Abstract: Diffusion-based policies have established a new standard for precise robotic manipulation but face a critical scalability bottleneck: high-performance models are computationally expensive, while lightweight alternatives often fail to generalize across diverse multi-task environments. Mixture-of-Experts (MoE) architectures offer a promising path to efficiency by activating only a subset of parameters. However, existing MoE routing mechanisms typically rely on low-level noise or latent statistics, ignoring the compositional nature of manipulation tasks. This results in redundant experts that fail to capture reusable skills, limiting both interpretability and transfer. We introduce Semantically Structured Mixture-of-Experts Diffusion Policy for Compositional Robotic Manipulation (SMoDP), a framework that grounds expert specialization in semantic task structure.
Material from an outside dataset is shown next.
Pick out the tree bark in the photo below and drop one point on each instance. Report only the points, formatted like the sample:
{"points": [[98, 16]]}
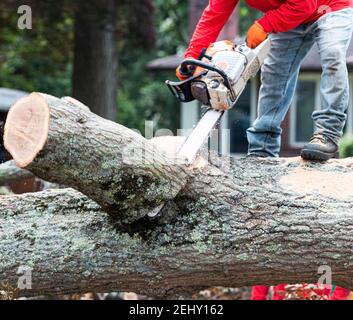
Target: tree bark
{"points": [[227, 223], [10, 172], [95, 57], [71, 146], [250, 226]]}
SMoDP leverages a lightweight, inference-time skill predictor—distilled from offline VLM annotations—to route action chunks to experts specialized for specific behavioral phases. To ensure robust assignment, we propose a dual contrastive alignment strategy that grounds multi-modal observations in language-defined skill semantics (Inter-modal) while enforcing routing consistency across visually distinct but functionally identical behaviors (Intra-modal). Our approach achieves state-of-the-art performance on multi-task benchmarks with significantly improved parameter efficiency and demonstrates effective compositional transfer to novel tasks through parameter-efficient fine-tuning.